Inference and Search for Graphical Models

Rina Dechter
University of California, Irvine

Graphical models, e.g., Bayesian networks, Markov random fields, constraint networks and influence diagrams, are knowledge representation schemes that capture independencies in the knowledge base and support efficient, graph-based algorithms for a variety of reasoning tasks. Their applications include scheduling, planning, diagnosis and situation assessment, design, and hardware and software verification. Algorithms for reasoning in graphical models are of two primary types: inference-based (e.g., variable-elimination, join-tree clustering) and search-based. Exact inference-based algorithms are exponentially bounded (both time and space) by the tree-width of the graph.
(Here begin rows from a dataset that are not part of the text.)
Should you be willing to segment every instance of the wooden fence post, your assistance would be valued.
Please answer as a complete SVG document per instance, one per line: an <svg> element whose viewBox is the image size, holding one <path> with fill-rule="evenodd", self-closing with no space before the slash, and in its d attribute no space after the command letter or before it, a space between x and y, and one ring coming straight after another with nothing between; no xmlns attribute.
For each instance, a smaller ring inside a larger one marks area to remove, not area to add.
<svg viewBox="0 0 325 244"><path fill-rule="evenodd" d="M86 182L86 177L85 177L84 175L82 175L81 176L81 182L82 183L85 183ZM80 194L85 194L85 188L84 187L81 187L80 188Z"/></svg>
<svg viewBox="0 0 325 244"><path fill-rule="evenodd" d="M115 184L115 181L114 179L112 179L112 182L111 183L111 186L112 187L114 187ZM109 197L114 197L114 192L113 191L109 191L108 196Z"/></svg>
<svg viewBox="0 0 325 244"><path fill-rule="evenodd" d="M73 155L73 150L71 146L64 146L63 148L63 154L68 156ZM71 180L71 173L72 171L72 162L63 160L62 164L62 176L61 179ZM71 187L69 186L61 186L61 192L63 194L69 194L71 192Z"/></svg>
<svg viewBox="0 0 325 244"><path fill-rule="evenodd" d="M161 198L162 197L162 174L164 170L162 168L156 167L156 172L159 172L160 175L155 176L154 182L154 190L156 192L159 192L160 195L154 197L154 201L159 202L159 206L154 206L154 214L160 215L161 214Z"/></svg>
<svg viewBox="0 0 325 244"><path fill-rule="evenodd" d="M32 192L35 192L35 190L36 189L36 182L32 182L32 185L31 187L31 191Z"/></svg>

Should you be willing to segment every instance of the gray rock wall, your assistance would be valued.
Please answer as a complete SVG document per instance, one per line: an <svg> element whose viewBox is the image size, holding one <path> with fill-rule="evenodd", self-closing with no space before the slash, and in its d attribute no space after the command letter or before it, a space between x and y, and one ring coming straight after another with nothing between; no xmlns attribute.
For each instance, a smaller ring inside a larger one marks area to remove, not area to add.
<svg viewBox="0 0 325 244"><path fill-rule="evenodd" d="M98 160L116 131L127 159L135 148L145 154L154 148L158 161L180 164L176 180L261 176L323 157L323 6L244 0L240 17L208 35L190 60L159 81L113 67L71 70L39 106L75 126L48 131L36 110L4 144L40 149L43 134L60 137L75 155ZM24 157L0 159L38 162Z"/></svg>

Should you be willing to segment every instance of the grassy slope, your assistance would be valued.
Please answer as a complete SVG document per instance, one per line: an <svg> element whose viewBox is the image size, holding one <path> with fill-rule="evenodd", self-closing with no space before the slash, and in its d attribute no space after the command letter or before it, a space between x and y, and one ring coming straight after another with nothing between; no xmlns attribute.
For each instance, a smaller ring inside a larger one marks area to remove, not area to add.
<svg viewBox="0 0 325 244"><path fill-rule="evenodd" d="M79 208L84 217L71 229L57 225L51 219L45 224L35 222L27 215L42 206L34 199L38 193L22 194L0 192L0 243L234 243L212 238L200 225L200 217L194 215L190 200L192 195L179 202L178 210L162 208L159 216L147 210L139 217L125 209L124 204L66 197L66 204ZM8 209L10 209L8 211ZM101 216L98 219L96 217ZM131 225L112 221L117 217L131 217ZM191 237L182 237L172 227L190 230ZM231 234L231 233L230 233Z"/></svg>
Search algorithms that explore an AND/OR search space can accommodate a more flexible time and memory tradeoff but their performance can also be bounded exponentially by the tree-width.
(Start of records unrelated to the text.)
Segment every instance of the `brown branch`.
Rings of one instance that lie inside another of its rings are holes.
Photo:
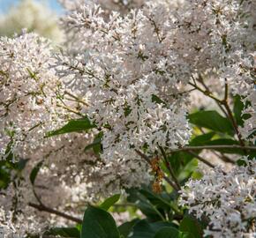
[[[222,149],[245,149],[248,151],[256,151],[256,146],[242,146],[238,145],[201,145],[201,146],[184,146],[179,149],[172,150],[171,152],[199,151],[199,150],[222,150]]]
[[[150,161],[150,159],[146,155],[144,154],[143,152],[141,152],[139,150],[136,150],[135,149],[135,152],[143,159],[147,161],[147,163],[148,163],[149,165],[151,165],[151,161]],[[167,176],[164,176],[163,177],[164,180],[176,190],[176,191],[178,191],[179,190],[177,188],[176,184]]]
[[[33,204],[33,203],[28,203],[28,205],[37,209],[38,211],[46,212],[49,212],[51,214],[55,214],[55,215],[57,215],[59,217],[63,217],[64,219],[67,219],[69,220],[72,220],[72,221],[79,223],[79,224],[81,224],[83,222],[83,220],[80,219],[74,218],[74,217],[70,216],[70,215],[64,213],[62,212],[56,211],[56,210],[52,209],[50,207],[47,207],[44,205],[36,205],[36,204]]]
[[[230,108],[228,105],[228,102],[226,100],[224,100],[222,104],[223,104],[224,108],[226,108],[226,110],[227,110],[229,118],[231,121],[231,123],[233,125],[235,132],[236,132],[236,134],[237,134],[237,136],[238,138],[239,143],[240,143],[241,146],[243,146],[244,149],[245,150],[245,143],[243,141],[243,138],[242,138],[242,136],[241,136],[241,134],[240,134],[240,132],[238,130],[238,125],[237,125],[237,122],[236,122],[236,120],[235,120],[235,118],[234,118],[234,116],[232,115],[232,111],[231,111],[231,109],[230,109]],[[246,151],[245,152],[246,153]]]
[[[174,172],[173,172],[173,170],[172,170],[172,167],[171,167],[170,165],[169,165],[169,162],[168,161],[168,159],[167,159],[167,157],[166,157],[165,152],[164,152],[164,150],[163,150],[161,146],[159,146],[159,148],[160,148],[161,152],[162,152],[162,157],[163,157],[163,160],[164,160],[164,162],[165,162],[166,167],[167,167],[167,169],[169,170],[169,175],[170,175],[172,180],[174,181],[174,182],[175,182],[175,184],[176,184],[176,186],[177,186],[177,189],[178,190],[181,190],[181,187],[180,187],[180,185],[179,185],[179,182],[178,182],[178,181],[177,181],[176,175],[174,175]]]
[[[201,162],[205,163],[208,167],[213,167],[213,168],[215,167],[214,164],[212,164],[211,162],[207,161],[207,160],[205,160],[203,157],[200,156],[196,152],[194,152],[192,151],[187,151],[187,152],[190,153],[191,155],[194,156],[195,158],[197,158],[199,160],[200,160]]]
In my talk I will present and contrast the two primary types of reasoning algorithms and subsequently will focus on bounded inference approximations such as belief propagation and mini-bucket elimination. In particular, I will show the gain obtained from a hybrid of search and inference, using mini-bucket lower-bounds heuristics to guide AND/OR search. New algorithms that combine mini-bucket with cost-shifting lower-bounding schemes such as moment matching and linear relaxation will be described, if time permits.